Ich hatte auch mal sowas aber hab es nicht weiter beachtet, da ich mit meinem Notebook gar nicht groß zocken wollte


----------



## OchiOchsen (21. Mai 2015)

wollte ich grade noch ergänzen. 

Auflösung ist die gleiche.  ; )


----------



## PraetorAce (21. Mai 2015)

komisch, da würde ich eigentlich einfach danke und Amen sagen  über was verbindest du den externen Monitor?


----------



## Hatuja (21. Mai 2015)

Um was für ein Notebook geht es denn?
Als ersten könnte ich mir vorstellen, dass die Umschaltung des Grafikchips nicht klappt. Die Grafikausgänge hängen gerne exklusiv am dedizieren Nvidia/AMD-Grafik-Chip. Schließt du daran einen Monitor an, muss dann zwangsweise darauf umgeschaltet werden. Wird nur das interne Display benutzt, schaltet er ggf. nicht, wie eigentlich beabsichtigt, auf den dedizierten Chip um und die integrierte muss das Spiel berechnen.
Dazu könntest du testweise den integrierten Grafikchip im BIOS abschalten, bzw. Nvidias Optimus / [AMD Pendant hier einsetzten ] deaktivieren.

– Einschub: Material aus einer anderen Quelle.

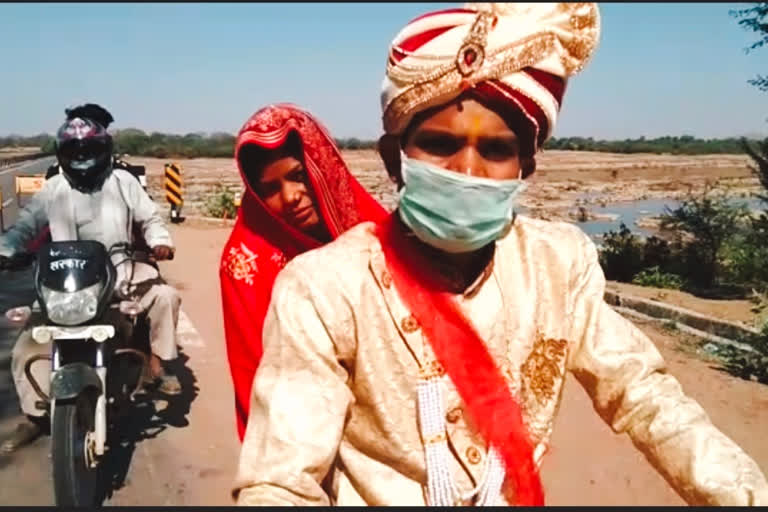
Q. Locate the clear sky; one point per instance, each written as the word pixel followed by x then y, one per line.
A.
pixel 661 68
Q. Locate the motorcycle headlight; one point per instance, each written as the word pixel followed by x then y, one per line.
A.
pixel 72 308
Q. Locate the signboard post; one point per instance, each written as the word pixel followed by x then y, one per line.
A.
pixel 173 191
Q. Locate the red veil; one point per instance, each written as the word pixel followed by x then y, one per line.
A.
pixel 261 243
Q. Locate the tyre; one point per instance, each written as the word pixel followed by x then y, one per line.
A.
pixel 74 481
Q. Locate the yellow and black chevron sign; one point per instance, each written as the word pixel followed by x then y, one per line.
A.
pixel 173 184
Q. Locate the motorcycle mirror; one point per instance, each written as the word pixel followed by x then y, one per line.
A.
pixel 130 308
pixel 18 315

Ansonsten könnte es mit Energiesparoptionen zusammenhängen, die er deaktiviert, sobald ein externes Display angeschlossen wird...


----------



## OchiOchsen (22. Mai 2015)

Es ist ein Asus N56VZ-S4066H mit Intel Core i7 3610QM und Geforce 650m.

Display wird über HDMI angeschlossen. 
Ist auch beim einem zweiten getesteten Display so.

Energiespareinstellungen hab ich auch vermutet, is aber auch in beiden Fällen identisch.

Und die integrierte Grafik is es auch ne, sonst hätte ich kaum 20FPS. Auch schon getestet.


----------